La Résurrection, M. Grünewald Matthias Grünewald: «La Résurrection». Retable d'Issenheim, premier volet droit extérieur. Huile sur bois, 1512-1515. Musée Unterlinden, Colmar. 
 
Cette théorie typiquement intellectualiste de la perception artistique contredit très directement l'expérience des amateurs les plus conformes à la définition légitime : l'acquisition insensible de la culture légitime au sein de la famille tend à favoriser une expérience enchantée de la culture qui implique l'oubli de l'acquisition. En réalité, le sentiment de la familiarité n'est nullement exclusif du malentendu ethnocentrique qu'entraîne l'application d'un code impropre : ainsi, par un travail d'ethnologie historique qui s'appuie à la fois sur les œuvres picturales elles-mêmes et sur les sources écrites touchant l'arithmétique, les pratiques et les représentations religieuses, l'historien de l'art anglais Michael Baxandall fait voir tout ce qui sépare les schèmes de perception que l'on tend aujourd'hui à appliquer aux peintures du Quattrocento et ceux que leur appliquaient leurs destinataires immédiats.
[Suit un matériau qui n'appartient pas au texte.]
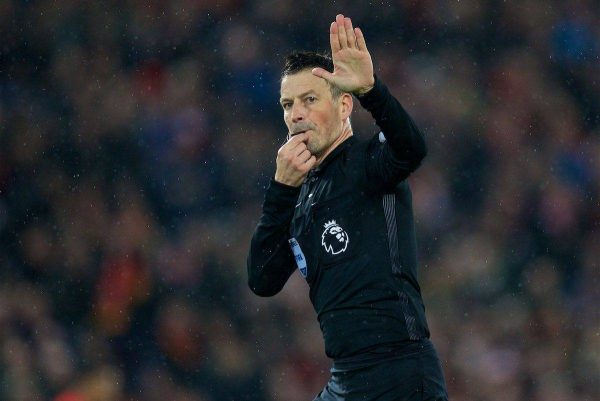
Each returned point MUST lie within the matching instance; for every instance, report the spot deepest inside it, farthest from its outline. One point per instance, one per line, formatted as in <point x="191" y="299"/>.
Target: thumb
<point x="320" y="72"/>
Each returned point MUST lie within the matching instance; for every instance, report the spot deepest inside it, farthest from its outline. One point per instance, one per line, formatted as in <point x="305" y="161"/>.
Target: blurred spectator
<point x="136" y="139"/>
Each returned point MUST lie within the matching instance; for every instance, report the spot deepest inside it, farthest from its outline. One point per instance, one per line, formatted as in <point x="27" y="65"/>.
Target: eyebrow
<point x="301" y="95"/>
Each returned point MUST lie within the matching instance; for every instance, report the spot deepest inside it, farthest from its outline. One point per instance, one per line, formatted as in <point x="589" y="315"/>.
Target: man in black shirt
<point x="339" y="209"/>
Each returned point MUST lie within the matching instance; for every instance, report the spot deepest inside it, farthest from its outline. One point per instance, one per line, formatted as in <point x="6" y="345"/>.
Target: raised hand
<point x="352" y="64"/>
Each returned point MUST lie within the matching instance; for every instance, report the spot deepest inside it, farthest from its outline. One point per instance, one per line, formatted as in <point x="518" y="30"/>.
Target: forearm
<point x="401" y="133"/>
<point x="270" y="260"/>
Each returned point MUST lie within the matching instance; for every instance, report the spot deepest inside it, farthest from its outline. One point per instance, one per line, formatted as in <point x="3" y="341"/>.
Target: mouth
<point x="300" y="132"/>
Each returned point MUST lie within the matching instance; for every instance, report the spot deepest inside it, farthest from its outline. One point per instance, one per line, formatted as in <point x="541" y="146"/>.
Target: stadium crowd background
<point x="136" y="140"/>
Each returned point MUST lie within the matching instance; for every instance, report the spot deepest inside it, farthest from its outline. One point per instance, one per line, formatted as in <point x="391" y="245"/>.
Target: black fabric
<point x="415" y="376"/>
<point x="351" y="226"/>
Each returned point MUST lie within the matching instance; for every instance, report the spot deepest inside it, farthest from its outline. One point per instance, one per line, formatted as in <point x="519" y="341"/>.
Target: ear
<point x="346" y="105"/>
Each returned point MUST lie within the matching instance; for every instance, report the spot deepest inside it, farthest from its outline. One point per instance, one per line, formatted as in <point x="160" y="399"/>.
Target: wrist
<point x="365" y="89"/>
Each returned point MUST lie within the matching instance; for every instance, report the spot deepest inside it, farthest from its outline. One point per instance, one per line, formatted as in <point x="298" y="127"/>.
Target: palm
<point x="353" y="68"/>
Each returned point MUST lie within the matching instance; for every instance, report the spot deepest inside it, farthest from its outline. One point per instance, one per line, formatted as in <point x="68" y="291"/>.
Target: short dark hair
<point x="303" y="60"/>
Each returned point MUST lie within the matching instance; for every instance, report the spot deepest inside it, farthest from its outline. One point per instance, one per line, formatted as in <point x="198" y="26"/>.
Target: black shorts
<point x="416" y="376"/>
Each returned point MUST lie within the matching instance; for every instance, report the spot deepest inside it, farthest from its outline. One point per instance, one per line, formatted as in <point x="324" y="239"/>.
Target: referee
<point x="339" y="210"/>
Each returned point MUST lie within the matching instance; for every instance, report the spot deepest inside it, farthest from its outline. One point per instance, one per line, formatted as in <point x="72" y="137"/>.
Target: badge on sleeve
<point x="299" y="256"/>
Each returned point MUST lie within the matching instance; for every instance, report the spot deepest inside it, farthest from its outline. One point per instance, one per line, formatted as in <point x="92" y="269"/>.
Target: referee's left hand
<point x="352" y="64"/>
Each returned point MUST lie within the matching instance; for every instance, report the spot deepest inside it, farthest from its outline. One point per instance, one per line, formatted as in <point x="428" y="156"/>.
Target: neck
<point x="345" y="134"/>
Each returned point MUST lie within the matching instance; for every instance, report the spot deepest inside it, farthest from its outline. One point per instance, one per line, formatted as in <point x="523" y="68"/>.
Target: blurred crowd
<point x="136" y="142"/>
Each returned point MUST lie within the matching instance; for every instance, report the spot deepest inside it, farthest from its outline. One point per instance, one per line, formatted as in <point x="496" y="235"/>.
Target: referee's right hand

L'« œil moral et spirituel » de l'homme du Quattrocento, c'est-à-dire l'ensemble des dispositions à la fois cognitives et évaluatives qui étaient au principe de sa perception de la représentation picturale du monde, se distingue radicalement du regard « pur » (et d'abord de toute référence à la valeur économique) que porte sur les œuvres le spectateur cultivé d'aujourd'hui : soucieux, comme le montrent les contrats, d'en avoir pour leur argent, les clients des Filippo Lippi, Domenico Ghirlandaio ou Piero della Francesca appliquent aux œuvres d'art les dispositions mercantiles de l'homme d'affaires rompu au calcul immédiat des quantités et des prix, recourant par exemple à des critères d'appréciation tout à fait surprenants, comme la cherté des couleurs – qui place l'or et le bleu d'outremer au sommet de la hiérarchie. Et les peintres, qui participent de cette vision du monde, sont portés à introduire dans la composition de leurs œuvres des recherches arithmétiques et géométriques propres à donner matière au goût de la mesure et du calcul, en même temps qu'ils tendent à faire étalage de la virtuosité technique qui est, dans ce contexte, l'attestation la plus visible de la quantité et de la qualité du travail fourni.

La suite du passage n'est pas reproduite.